Special Issue Information

Dear Colleagues,

Vitamin D and melatonin both act as anti-oxidative, anti-inflammatory and anti-cancer molecules in addition to their well-known roles in bone health and the regulation of circadian rhythm. Vitamins D3 and D2 are products of a photothermal transformation that occurs after the UVB absorption of the B ring of 7-dehydrocholesterol. Vitamin D is not only produced in vertebrates but also by invertebrates, fungi and plants.  In living organisms it is activated by series of hydroxylations in the canonical and non-canonical pathways. Melatonin and its precursor serotonin are synthesized and metabolized into biologically active products in most biological systems, including bacteria, eucarya, unicellular and multicellular fungi, plants and animals, including simple and complex vertebrates as well as invertebrates, indicating that these molecules are present in natural products. For example, they are detected in honey. Vitamin D and its derivatives are also present in natural products, since they have been detected in plants, fungi, insects and in honey. The implications for health, physiology and pathology are numerous.
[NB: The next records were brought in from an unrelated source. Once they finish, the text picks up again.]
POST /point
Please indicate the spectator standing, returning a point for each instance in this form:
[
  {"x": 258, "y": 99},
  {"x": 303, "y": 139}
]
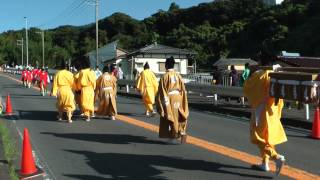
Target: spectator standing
[{"x": 119, "y": 72}]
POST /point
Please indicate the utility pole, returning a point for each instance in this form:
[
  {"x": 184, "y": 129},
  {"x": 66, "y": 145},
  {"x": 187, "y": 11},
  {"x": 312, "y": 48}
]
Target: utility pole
[
  {"x": 42, "y": 36},
  {"x": 27, "y": 48},
  {"x": 97, "y": 33},
  {"x": 20, "y": 43}
]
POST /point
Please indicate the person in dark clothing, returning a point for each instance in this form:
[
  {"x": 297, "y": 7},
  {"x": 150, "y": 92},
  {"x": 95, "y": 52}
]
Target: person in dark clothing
[{"x": 234, "y": 77}]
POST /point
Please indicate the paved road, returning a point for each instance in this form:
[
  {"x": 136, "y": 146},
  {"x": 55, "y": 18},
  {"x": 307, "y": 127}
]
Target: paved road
[{"x": 104, "y": 149}]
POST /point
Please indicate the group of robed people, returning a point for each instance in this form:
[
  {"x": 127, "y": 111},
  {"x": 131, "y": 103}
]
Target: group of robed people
[
  {"x": 171, "y": 102},
  {"x": 84, "y": 89},
  {"x": 38, "y": 77}
]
The aim of this Special Issue, “Vitamin D, Melatonin and Their Precursors in Natural Products”, is to discuss natural products as sources of vitamin D, melatonin, its precursors, including serotonin, and its indolic and kynuric metabolites. Authors are invited to submit original research and review articles related to these subjects. Papers discussing the role of these compounds in health and diseases in human and non-human organisms will also be considered.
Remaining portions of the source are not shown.